On the flip side the biennial NATO Reforger exercises were kind of fun. As kids we would make some extra cash bringing bores soldiers in their foxholes food and dink from the local grocery stores. Also watching a whole column of Chieftans or Leopard IIs cruise through town was pretty neat as well.
I loved that time of year too!! Lots of fun missions without fear of actually being shot down and tons of cool place to divert to. Reforger was tons of fun. The joint exercise was one of the few times you really worked with the other countries in an official manner.
 
Nike Missile Base?

We were planning on hurling tennis shoes at the Cubans? I don't think that's a credible defense strategy...

(somebody had to say it)
 
It pretty much dawned on me when I was 'bout 12 that if the Russians ever started to cross the Fulda Gap, that most of central europe would be vaporized in relatively quick order.

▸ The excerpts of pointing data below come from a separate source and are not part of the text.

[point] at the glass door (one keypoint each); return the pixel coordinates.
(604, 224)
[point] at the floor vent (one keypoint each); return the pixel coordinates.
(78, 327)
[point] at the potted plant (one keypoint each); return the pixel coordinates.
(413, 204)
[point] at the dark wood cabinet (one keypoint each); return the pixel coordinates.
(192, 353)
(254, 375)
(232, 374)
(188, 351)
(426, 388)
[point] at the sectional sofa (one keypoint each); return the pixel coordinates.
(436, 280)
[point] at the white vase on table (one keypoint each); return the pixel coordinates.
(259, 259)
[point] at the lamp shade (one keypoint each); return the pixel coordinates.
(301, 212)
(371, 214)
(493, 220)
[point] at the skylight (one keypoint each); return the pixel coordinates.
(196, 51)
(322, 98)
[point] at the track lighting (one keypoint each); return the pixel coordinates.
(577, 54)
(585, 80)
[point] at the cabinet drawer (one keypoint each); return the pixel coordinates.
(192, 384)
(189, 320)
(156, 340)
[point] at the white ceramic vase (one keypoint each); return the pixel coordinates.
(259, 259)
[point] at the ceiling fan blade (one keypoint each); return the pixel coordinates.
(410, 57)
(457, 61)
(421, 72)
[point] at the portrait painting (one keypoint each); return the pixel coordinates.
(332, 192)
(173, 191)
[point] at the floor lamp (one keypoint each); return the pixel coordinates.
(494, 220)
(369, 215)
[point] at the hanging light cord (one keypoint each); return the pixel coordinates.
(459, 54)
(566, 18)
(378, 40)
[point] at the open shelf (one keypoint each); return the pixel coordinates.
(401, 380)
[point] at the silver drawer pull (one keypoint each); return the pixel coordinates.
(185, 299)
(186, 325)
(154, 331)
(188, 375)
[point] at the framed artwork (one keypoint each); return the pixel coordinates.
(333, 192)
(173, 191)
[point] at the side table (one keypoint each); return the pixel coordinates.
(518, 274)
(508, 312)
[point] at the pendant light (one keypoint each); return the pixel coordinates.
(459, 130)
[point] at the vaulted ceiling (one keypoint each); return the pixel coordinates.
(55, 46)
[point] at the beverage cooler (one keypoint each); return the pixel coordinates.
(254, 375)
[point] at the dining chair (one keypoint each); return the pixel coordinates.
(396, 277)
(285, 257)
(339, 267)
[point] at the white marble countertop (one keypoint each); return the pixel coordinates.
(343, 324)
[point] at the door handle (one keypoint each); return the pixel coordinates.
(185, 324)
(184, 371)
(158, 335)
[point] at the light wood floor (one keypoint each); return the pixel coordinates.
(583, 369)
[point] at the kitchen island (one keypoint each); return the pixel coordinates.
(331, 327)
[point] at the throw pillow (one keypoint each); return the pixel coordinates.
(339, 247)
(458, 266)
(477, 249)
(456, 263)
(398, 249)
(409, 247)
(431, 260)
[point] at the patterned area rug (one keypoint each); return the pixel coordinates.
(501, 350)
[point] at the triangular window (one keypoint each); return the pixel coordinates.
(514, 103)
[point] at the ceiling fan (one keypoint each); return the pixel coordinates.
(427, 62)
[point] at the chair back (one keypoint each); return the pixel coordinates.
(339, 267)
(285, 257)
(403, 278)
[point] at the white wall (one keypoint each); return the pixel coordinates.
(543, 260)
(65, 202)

Back in those days, it was a question of when, not if. That's what was kinda scary - the almost foregone conclusion that, eventually, they were comin' through. :frown3:
 
If you've ever attended Summerfest in Milwaukee (or gone fishing in Lake Michigan from that park), you were on an old Nike missile site.

Thanks, Jay! I'm not a native of Milwaukee, but I've gone to Summerfest since I was in HS in Chicago. If you ever make it up to one, give me a ring and I'll buy the first round.


Kent, what great links. I'm overlooking that site as I type this, from the 21st floor of the Wells Fargo building. Pretty cool!

Kent, you get the same Summerfest offer as well!